But climate change doesn’t seem all that important in the media, despite the UN Climate Change Summit last week and surrounding “climate marches” around the world. It rarely trends on Twitter or Facebook and remains buried in the ticker-tape of 24-hour stations. True, Leonardo DiCaprio’s brilliant speech at the summit did make the rounds via Upworthy, but Leo can only go so far.

This is a problem.

With climate change buried in the media, we lose an important perspective: History shows how humanity has pillaged, oppressed, and murdered itself since its earliest records, but throughout this chaos, Earth’s climate has remained fairly consistent (save for the Medieval Warming Period and the Little Ice Age). Climate change threatens this. If unchecked, it hampers our ability to live on Earth, perhaps indefinitely—something this violence never did.

Even the more conservative predictions forecast droughts, epidemics, extreme weather and flooding. These broad sweeps may lack texture, but California residents losing homes to wildfire and those along the East coast still scarred by Sandy will provide a story. So will thousands of others losing homes to global flooding or desertification.

This sounds daunting, but the physical reality of this problem requires our attention. Since empirical facts operate outside our human sphere, the problem won’t go away if we ignore it. For it to change, we must change.

The final episode of Carl Sagan’s 1980s science series “Cosmos” ends on a note of activism, with the turtle-neck wearing cosmologist asking, “Who speaks for Earth?” Indeed, we ought to ask this today: Who speaks for Earth? Clearly not companies belching greenhouse gasses, governments subsidizing the coal industry or media covering sensational stories.

We’re used to speaking for ourselves or our nationality, not for Earth. But with science programming, like Neil deGrasse Tyson’s rebooted Cosmos, and science blogs peppering the web, scientific literacy is growing. This scientific literacy and the worsening threat of climate change may help us accept this outlook.

We can change light bulbs, “go green,” and even sign a few Change.com petitions, but substantial change can only come if we realize our physical reality: that we live in a fragile collection of ecosystems, rock and biomes called Earth, drifting in a universe where more galaxies exist than people. At this point, everyone we’ve ever known through history, tyrant or savior, has lived here and only here.
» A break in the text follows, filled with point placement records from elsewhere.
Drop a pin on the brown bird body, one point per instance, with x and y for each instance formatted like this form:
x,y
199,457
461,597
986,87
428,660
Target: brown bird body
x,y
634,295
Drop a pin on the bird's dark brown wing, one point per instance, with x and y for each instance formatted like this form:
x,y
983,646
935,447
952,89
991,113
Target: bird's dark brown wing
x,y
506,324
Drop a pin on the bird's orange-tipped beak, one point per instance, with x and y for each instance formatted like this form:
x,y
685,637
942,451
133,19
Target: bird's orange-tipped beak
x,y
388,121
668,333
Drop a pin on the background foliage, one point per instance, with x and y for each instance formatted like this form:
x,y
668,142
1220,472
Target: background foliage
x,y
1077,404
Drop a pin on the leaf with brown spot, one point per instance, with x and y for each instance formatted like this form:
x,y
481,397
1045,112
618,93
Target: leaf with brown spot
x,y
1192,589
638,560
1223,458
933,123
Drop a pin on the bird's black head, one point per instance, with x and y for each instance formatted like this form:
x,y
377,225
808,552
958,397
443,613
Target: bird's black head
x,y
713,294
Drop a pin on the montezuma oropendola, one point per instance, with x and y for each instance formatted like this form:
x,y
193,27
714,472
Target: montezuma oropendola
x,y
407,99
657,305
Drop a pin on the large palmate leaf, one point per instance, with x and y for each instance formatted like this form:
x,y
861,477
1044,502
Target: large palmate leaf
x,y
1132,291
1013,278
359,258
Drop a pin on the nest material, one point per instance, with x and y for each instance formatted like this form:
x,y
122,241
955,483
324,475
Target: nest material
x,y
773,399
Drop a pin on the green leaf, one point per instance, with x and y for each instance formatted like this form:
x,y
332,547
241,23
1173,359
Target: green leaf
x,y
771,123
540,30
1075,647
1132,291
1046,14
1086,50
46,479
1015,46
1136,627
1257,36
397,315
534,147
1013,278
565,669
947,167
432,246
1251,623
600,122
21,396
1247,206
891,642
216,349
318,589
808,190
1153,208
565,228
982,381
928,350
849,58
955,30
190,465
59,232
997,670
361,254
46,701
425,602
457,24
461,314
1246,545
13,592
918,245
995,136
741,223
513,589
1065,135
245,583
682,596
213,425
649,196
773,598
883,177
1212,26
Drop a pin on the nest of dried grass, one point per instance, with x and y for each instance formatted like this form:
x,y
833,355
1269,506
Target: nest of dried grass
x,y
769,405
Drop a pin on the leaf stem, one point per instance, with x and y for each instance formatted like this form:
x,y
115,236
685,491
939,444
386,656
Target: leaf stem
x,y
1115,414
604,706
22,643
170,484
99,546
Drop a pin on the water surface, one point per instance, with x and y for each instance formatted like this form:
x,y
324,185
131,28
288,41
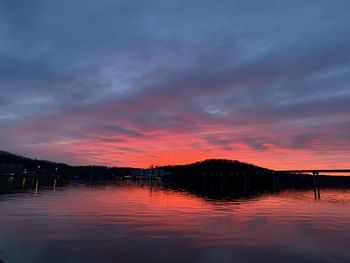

We don’t yet have the tools to settle elsewhere.

We may want to believe that this reality can fold to our convenience, but it won’t. Once we realize we are part and parcel to this same Earth, we may, as Sagan puts it, “deal more kindly with one another, and . . . preserve and cherish the pale blue dot, the only home we’ve ever known.” Or we can persist in harmful habits and reassuring fables, facing the fallout. The choice, despite difficulties, is clear.